Der Zwang, einem Objekt der Begierde nahe sein zu müssen, es zu umschlingen und zu besitzen, erweist sich oft als grausame Qual. Wenn sich die von Gewittern aufgewühlte Welt dann auch noch zunehmend verengt, verfängt sich der Wahn in einem kognitiven Käfig, aus dem es letztlich kaum ein Entrinnen gibt. “Die tote Stadt” nannte Erich Wolfgang Korngold seine in drei Bildern komponierte Oper, deren Hauptrolle in ein ähnliches Martyrium gerät. Die Handlung spielt gegen Ende des 19. Jahrhunderts, irgendwo in Brügge. Hierher verschlägt es Paul nach dem Tod seiner geliebten Frau, weil er sich, von der tiefen Trauer schwer gezeichnet, in der Tristesse der alten Handelsstadt am besten aufgehoben wähnt. Als Rückzugsgebiet dient ihm ein kleines Zimmer. Der Protagonist nennt sein dürftiges Refugium die “Kirche des Gewesenen”, um seine seelische Not mit einer sakralen Aura zu umrahmen. Jedoch gerät Paul in einen verhängnisvollen Sog von Erscheinungen und Visionen, in eine rasende Wut, die ihn, der sich nicht mehr zu zügeln weiß, in den Träumen sogar zum Mörder werden lässt. Der einzig verbliebene Freund weist ihm am Ende den Ausweg, um sich von der Pein der Obsessionen zu befreien. Paul muss Brügge, die tote Stadt, umgehend verlassen.
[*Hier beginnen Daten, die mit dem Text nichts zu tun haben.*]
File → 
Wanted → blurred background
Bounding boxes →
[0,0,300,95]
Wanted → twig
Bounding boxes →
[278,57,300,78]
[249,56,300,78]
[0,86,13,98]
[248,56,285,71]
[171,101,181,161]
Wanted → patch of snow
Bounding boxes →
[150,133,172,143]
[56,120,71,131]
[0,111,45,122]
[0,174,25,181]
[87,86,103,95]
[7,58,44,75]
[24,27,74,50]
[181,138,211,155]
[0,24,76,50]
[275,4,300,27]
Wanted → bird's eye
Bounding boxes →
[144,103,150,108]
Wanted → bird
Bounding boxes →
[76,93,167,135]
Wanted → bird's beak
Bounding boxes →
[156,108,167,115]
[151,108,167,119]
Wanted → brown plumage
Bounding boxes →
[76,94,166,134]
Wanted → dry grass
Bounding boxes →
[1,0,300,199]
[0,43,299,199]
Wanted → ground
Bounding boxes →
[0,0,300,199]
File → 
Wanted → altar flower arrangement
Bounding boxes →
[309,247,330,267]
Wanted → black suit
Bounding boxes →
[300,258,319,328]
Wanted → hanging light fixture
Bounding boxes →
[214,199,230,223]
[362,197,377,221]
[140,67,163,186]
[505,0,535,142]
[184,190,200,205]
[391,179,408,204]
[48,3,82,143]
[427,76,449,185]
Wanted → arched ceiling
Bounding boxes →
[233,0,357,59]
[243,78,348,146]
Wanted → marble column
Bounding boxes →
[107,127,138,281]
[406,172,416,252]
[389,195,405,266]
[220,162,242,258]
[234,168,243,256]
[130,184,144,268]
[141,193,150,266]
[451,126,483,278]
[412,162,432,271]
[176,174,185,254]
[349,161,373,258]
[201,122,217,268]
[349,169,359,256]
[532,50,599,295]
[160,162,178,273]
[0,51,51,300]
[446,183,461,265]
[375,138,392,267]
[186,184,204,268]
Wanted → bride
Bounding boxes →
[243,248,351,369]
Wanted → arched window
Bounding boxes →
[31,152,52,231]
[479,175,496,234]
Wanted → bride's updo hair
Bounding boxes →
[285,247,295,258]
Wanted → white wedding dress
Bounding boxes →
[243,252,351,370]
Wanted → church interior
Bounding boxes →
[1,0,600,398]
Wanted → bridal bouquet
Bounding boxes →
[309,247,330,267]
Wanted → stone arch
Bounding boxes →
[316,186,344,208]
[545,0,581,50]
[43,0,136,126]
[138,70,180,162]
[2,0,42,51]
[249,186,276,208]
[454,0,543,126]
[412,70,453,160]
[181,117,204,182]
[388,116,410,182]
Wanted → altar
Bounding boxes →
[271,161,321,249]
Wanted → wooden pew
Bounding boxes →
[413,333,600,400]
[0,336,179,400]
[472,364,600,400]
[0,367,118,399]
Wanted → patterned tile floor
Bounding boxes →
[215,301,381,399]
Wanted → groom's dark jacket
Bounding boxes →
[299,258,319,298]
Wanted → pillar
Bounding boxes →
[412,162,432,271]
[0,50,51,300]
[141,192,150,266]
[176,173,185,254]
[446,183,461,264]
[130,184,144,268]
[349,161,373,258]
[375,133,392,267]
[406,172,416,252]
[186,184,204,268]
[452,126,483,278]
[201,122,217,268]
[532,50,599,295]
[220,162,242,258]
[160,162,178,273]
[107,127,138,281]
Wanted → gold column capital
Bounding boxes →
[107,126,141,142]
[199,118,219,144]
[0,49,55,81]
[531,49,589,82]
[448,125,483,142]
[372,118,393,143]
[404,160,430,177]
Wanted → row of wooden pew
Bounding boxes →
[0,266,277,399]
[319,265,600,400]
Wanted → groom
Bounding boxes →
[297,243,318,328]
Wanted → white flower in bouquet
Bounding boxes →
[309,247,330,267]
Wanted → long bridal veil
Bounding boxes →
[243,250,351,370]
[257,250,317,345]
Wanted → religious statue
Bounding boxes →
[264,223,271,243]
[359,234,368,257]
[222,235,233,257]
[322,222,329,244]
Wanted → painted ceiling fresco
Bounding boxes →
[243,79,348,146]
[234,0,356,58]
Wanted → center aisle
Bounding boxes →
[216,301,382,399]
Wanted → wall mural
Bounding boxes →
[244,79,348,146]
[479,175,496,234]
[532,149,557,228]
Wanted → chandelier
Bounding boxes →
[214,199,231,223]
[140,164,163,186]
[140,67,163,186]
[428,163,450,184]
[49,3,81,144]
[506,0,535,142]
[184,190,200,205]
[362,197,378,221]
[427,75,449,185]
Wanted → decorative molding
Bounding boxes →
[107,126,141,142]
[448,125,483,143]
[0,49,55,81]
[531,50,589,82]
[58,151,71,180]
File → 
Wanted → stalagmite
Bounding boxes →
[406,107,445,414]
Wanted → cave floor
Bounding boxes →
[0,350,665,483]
Eine tote Stadt. 1920 setzte Korngold, das “Wunderkind der Komposition”, den Auftakt zu einem großen Welterfolg. Und auch dreißig Jahre zuvor hatte Bruges-la-Morte, die Romanvorlage des belgischen Schriftstellers Georges Rodenbach, bei reichlichem Applaus einen wichtigen Beitrag zur internationalen Etablierung des Symbolismus leisten können. Diese zur Jahrhundertwende noch junge Kunstform zielte nicht darauf ab, das Publikum mit einer bekömmlichen Erzähl- und Darstellungsweise zu erfreuen, sondern forderte anhand einer Skulptur von Andeutungen zur eigenständigen Erkenntnis auf. Anders verhält es sich bei jenen Schülerinnen und Schülern, die Anfang 2009 losgeschickt wurden, um sich auf eine ganz besondere Spurensuche zu begeben. Dabei stand nicht die Erkenntnis als Ansporn zur individuellen Nachdenkleistung im Vordergrund, ganz im Gegenteil. “Kulturerbe. Tradition mit Zukunft” lautete bereits zum fünften Mal die hermeneutische Vorgabe der Schulaktion, einer gemeinsamen Initiative des Bundesministeriums für Unterricht, Kunst und Kultur, der Österreichischen UNESCO-Kommission sowie des Bundesdenkmalamts. Wer also, wie in der Ausschreibung zu lesen war, der “Bedeutung und Erhaltungswürdigkeit des kulturellen Erbes” mit kreativen Projekten zu innovativer Sichtbarkeit verhelfen konnte, wurde letztlich mit einem Preis bedacht.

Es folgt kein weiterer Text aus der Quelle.